Hyper Loglog algorithm for high compression space occupancy

Source: Internet
Author: User
Tags ip number natural logarithm redis unique id

Large data calculation: How to use only 1.5KB memory as 1 billion object count-Hyper loglog algorithm

Big Data counting:how to Count A billion Distinct Objects Using 1.5K

This is a guest post by Matt Abrams (@abramsm), from Clearspring, discussing how they are able to accurately estimate the Cardinality of sets with billions of distinct elements using surprisingly data small. Their servers receive the billion events per month.

In Clearspring, we are engaged in statistical data. It is a challenge to count a set of different elements and a large number of datasets.

To better understand the challenges of large datasets with clear cardinality, let's assume that your log file contains 16-character IDs, and you want to count the number of different IDs. For example:

4f67bfc603106cb2

These 16 characters need to be represented in 128 bits. 65,000 IDs will require 1MB of space. We receive 30多亿条 event records every day, each with an ID. These IDs require 384 billion-bit or 45GB of storage. And that's just the space the ID field needs. We take an easy way to get the data in the daily event record with the base ID. The easiest way to do this is to use a hash set and store it in memory, where the hash set contains a list of unique IDs (that is, the IDs for multiple records in the input file are the same, but only one in the hash set). Even if we assume that only 1/3 of the record IDs are unique (that is, 2/3 of the record IDs are duplicates), the hash set still requires 119GB of RAM, which does not include the overhead of Java needing to store objects in memory. You need a machine with hundreds of GB of RAM to compute different elements, and this is just a memory consumption that calculates the unique ID of the log event record in a day. If we want to count data for weeks or months, the problem will only become more difficult. We certainly don't have a free machine with hundreds of GB of RAM, so we need a better solution.

A common way to solve this problem is to use bitmaps (blog: A massive data processing algorithm-bit-map). A bitmap can quickly and accurately get the cardinality of a given input. The basic idea of a bitmap is to use a hash function to map a data set to a bit bit, and each INPUT element is one by one corresponding to the bit bits. This hash will not produce collision conflicts and reduce the need to compute each element mapping to 1 bit space. Although Bit-map saves a lot of storage space, they still have problems when it counts very high cardinality or very large sets of different datasets. For example, if we want to use bit-map billions of, you will need to bit-map bit, or need each counter MB. Sparse bitmaps can be compressed to achieve more space efficiency, but they are not always helpful.

Fortunately, cardinality estimation is a hot research area. We have used this study to provide an open source implementation of cardinality estimates, set element detection and TOP-K algorithms.

The cardinality estimation algorithm is the use of accuracy in exchange for space. To illustrate this point, we use three different computational methods to count the number of different words in all Shakespeare's works. Please note that our input dataset adds additional data to the problem with a higher reference base. These three technologies are: Java HashSet, Linear probabilistic Counter, and a hyper loglog. The results are as follows:

The table shows that we count these words only with a bytes, and the error is less than 3%. By contrast, HashMap has the highest count accuracy, but requires nearly 10MB of space, and you can easily see why cardinality estimates are useful.
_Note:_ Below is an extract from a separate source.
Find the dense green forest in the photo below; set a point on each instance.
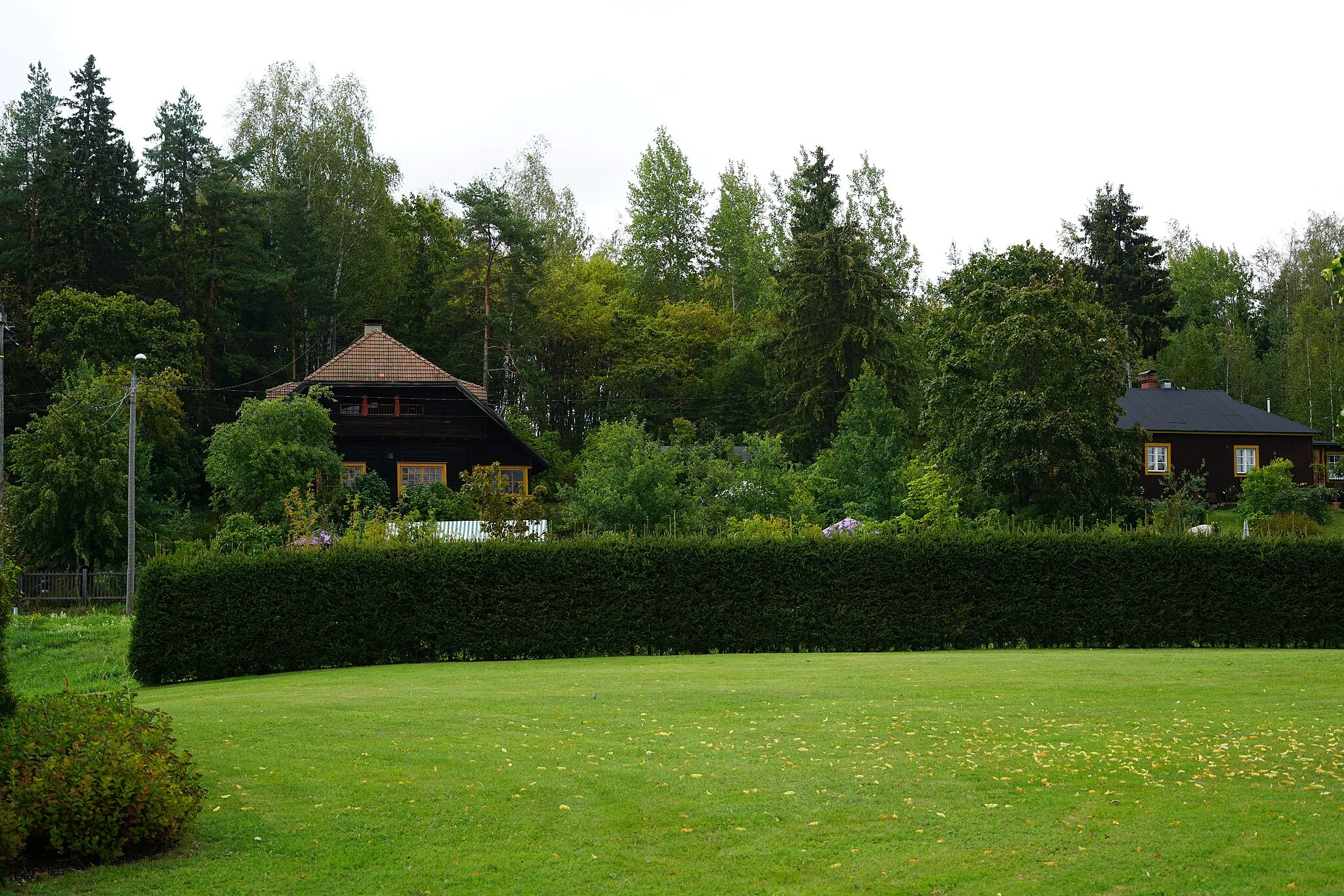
(778, 305)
In practical applications, the accuracy is not very important, this is the fact that, in most network size and network computing, the probability counter will save huge space.
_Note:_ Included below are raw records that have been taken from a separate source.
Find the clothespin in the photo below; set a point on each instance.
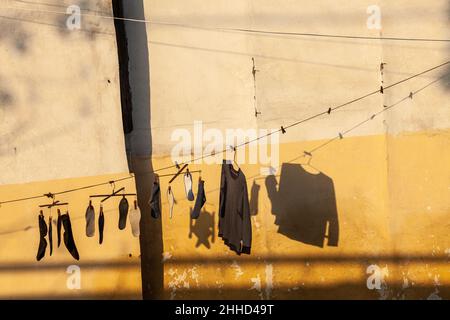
(254, 71)
(50, 195)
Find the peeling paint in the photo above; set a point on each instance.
(434, 295)
(269, 280)
(237, 269)
(257, 286)
(166, 256)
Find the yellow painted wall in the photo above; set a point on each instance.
(395, 225)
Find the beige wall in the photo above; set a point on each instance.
(60, 117)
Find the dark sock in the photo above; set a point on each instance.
(58, 228)
(42, 234)
(68, 236)
(200, 201)
(101, 225)
(123, 212)
(50, 234)
(155, 201)
(90, 220)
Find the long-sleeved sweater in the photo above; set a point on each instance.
(234, 213)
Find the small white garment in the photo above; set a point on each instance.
(188, 186)
(135, 218)
(171, 200)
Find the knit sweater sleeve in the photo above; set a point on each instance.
(223, 189)
(246, 222)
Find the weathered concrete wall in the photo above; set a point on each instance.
(390, 175)
(61, 128)
(60, 100)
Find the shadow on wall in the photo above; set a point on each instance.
(135, 93)
(203, 228)
(304, 205)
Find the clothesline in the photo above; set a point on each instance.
(310, 153)
(240, 30)
(282, 129)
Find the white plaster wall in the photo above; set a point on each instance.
(60, 113)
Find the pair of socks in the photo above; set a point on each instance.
(155, 201)
(200, 201)
(58, 227)
(135, 219)
(68, 236)
(171, 200)
(188, 186)
(101, 225)
(50, 234)
(90, 220)
(123, 212)
(42, 234)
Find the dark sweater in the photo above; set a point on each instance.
(234, 212)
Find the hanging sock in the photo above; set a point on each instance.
(155, 200)
(200, 201)
(101, 225)
(90, 220)
(42, 233)
(188, 186)
(68, 236)
(123, 212)
(58, 228)
(135, 219)
(171, 199)
(50, 234)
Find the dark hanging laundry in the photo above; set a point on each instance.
(68, 236)
(188, 186)
(50, 234)
(42, 234)
(123, 212)
(101, 225)
(155, 201)
(304, 206)
(234, 212)
(58, 227)
(90, 220)
(200, 201)
(254, 194)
Linear probability counter

A linear probability counter is an efficient use of space and allows the implementation to specify the desired level of precision. The algorithm is useful when focusing on space efficiency, but you need to be able to control the error of the result. The algorithm runs in two steps: The first step is to allocate a bit-map in memory that is initialized to all 0, and then use the hash function to hash each entry in the input data, and the result of the hash function operation is to map each record (or element) to a bit bit in the Bit-map, The bit bit is set to 1; the second step, the algorithm calculates the number of bits that are empty, and uses this number to enter the following formula to estimate:

N=-m LN Vn

Note: The natural logarithm of ln vn=loge (Vn)

In the formula, M is the size of the Bit-map, and the VN is the ratio of the empty bit bit to the size of the map. It is important to note that the size of the original bit-map can be much smaller than the expected maximum cardinality. How much smaller depends on the size of the error you can withstand. Because the size m of the bit-map is smaller than the total number of different elements, collisions will occur. Although collisions can save space, they also cause errors in the estimation results. So by controlling the size of the original map, we can estimate the number of collisions so that we will see how much error there is in the final result.

Hyper Loglog

As the name suggests, the Hyper loglog counter is a dataset that estimates the cardinality of the Nmax only with Loglog (Nmax) +o (1) bits. A Hyper Loglog counter, such as a linear counter, allows a designer to specify the desired precision value, in the case of Hyper Loglog, by defining the required relative standard deviation and the maximum cardinality expected to be counted. Most counters work by using an input stream m and applying a hash function to set H (m). This produces an observable result of an S = H (M) of {0,1}^∞ string. By splitting the hash input into an M substring, and maintaining the value of M for each child input stream is observable, this is quite a new hyper Loglog (a sub M is a new hyper Loglog). Using the average value of the additional observations, a counter is generated with the precision increasing with m, which requires only a few steps to perform for each element in the input set. As a result, this counter can use only the 1 billion different data elements of 1.5 KB with a space calculation accuracy of 2%. This algorithm is more efficient than the 120 megabytes required to perform hashset.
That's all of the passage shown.